Freitag, 16. Juli 2010

ACHT

Eine Möwe kreiste über dem Platz. Weiß schimmernd das Gefieder, sie hatte sich von der Brücke erhoben, war über den Fluss geflogen, hatte nach Fraß geschaut, sich hier und da niedergesetzt, wieder erhoben, jetzt segelte sie. Abwechselnd das eine und das andere Auge über den Platz ausrichtend, schien ihr kein Ort geeignet, sich niederzusetzen.
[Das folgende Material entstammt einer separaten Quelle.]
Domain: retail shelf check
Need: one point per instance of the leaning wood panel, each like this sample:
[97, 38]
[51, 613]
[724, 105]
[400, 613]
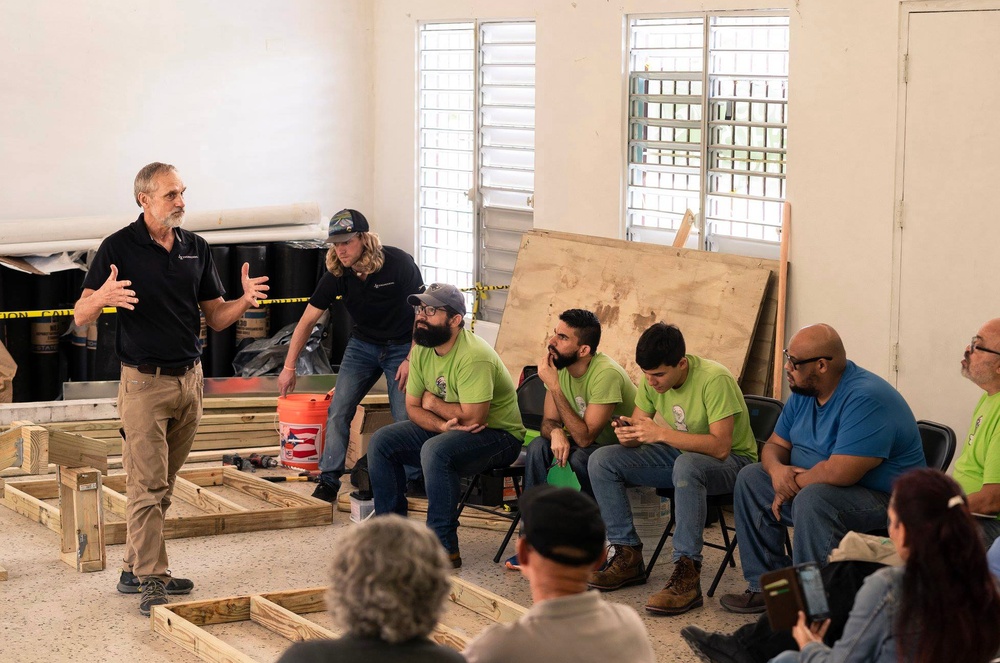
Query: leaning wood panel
[716, 301]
Unter ihr verfolgte sie aufmerksam das Spiel der gehenden, wankenden, schreitenden Körper. Das metallische Schimmern eines kleinen Gebäudes auf Rädern zog sie magisch an. Kein Senken, statt dessen kreiste sie weiter. Unter einem kargen Baum, auf einer Bank, sammelten sich mehr und mehr Gestalten. Die Hektik ihrer Bewegungen hatte sich gemildert, nun saßen sie aufrecht und aufmerksam und schauten in nördlicher Richtung zu einem Menschen in flatterndem Talar, der nicht aufhörte, mit seinem rechten Arm und ausgestreckter Hand zu kreisen.

In perfekter Geometrie näherten sich vier Menschen der Bank, einer von Süden, einer von Norden, hinter dem Kreisenden, der eine schlappend, der andere marschierend, zwei weitere von Osten und Westen, der eine glatzköpfig mit schwerem braunen Körperkleid, der andere in schillernden Farben, dickem Schuhwerk mit Metallsohlen, die klickernd über den Steinboden klackten, über seinem Kopf eine rotgefleckte Gipsschale tragend.

Die Möve entschied sich, senkte den Körper, zielte auf den höchsten Punkt des gebogenen Römertors und landete sanft abfedernd auf dem Stein.